The Race Bank offshore wind power plant will be erected around 32 kilometers off the British eastern coast and will cover an area of 62 square kilometers. The wind turbines will be erected on monopile foundations in water depths between 6 and 26 meters. Race Bank is part of the second round for public tenders in Great Britain.
"We are pleased that DONG Energy has once again chosen our 6 MW direct drive wind turbine, the workhorse for offshore wind power plants," said Michael Hannibal, CEO Offshore of the Wind Power and Renewables Division at Siemens. "We are working hard to bring the costs of offshore wind energy down to make it competitive with other sources of power generation." Recent analysis show that our efforts are paying off: in the last five years the costs of offshore wind has fallen by 11 percent, according to study recently published by Renewable UK. "Thus, the offshore industry is fully on track to meet the 2020 cost targets," added Hannibal.
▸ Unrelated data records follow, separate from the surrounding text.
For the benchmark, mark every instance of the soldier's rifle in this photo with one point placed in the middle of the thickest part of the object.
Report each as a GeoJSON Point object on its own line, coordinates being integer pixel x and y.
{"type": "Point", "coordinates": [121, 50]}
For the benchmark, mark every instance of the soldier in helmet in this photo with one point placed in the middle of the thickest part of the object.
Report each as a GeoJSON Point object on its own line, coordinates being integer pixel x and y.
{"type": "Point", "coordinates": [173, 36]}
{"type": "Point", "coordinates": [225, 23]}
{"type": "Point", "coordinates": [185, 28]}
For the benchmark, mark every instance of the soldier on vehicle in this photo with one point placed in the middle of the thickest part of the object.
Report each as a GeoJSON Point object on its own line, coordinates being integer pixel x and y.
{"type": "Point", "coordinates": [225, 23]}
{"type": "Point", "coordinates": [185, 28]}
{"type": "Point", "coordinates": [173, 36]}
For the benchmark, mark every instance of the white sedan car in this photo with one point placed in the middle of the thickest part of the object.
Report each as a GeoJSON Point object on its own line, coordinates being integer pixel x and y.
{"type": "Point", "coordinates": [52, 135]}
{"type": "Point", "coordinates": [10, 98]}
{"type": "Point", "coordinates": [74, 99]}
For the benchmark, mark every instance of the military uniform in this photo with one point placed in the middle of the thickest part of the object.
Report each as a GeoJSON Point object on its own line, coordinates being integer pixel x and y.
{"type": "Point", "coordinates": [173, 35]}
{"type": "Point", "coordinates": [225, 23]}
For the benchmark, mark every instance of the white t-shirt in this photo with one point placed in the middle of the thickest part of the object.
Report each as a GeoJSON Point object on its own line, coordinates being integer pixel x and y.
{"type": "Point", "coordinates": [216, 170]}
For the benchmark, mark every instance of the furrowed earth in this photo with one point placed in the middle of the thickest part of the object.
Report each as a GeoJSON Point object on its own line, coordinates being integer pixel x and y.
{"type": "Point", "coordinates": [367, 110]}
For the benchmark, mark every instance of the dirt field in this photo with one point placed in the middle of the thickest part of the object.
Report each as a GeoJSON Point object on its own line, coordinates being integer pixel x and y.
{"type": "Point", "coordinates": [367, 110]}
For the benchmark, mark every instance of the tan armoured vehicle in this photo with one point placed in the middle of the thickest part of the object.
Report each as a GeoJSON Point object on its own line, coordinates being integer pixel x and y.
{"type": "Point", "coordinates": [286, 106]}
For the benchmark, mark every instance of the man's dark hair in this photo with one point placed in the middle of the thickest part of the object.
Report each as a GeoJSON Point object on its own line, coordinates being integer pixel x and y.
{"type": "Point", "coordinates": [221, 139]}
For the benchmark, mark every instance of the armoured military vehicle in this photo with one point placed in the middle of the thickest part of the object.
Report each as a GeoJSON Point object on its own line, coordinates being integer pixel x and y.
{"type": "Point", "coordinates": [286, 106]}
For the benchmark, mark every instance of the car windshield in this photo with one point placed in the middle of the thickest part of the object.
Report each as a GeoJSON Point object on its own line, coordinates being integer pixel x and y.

Siemens is working on several levers to bring the costs of offshore wind energy further down. The company wants to have technologies available already by 2020 which will make it possible to drive power generating costs from offshore wind down below 10 euro-cents per kilowatt-hour. Improvements are not only made at the turbine itself but also on innovating the vital grid connections: The high-voltage alternating-current (AC) transformer platforms used to date can in the future be replaced by a significantly smaller grid connection solution from Siemens based on alternating current technology. The considerable savings of this innovative solution in terms of both space and weight reduce costs substantially.
Siemens also offers cost-cutting solutions even while wind turbines are in operation: New types of purpose-built ships called Service Operation Vessels (SOV) form part of the logistics infrastructure ensuring more efficient maintenance operations and thereby significantly benefiting the availability of the offshore wind turbines. The offshore wind industry's very first purpose-built SOVs were christened at end of June in Germany.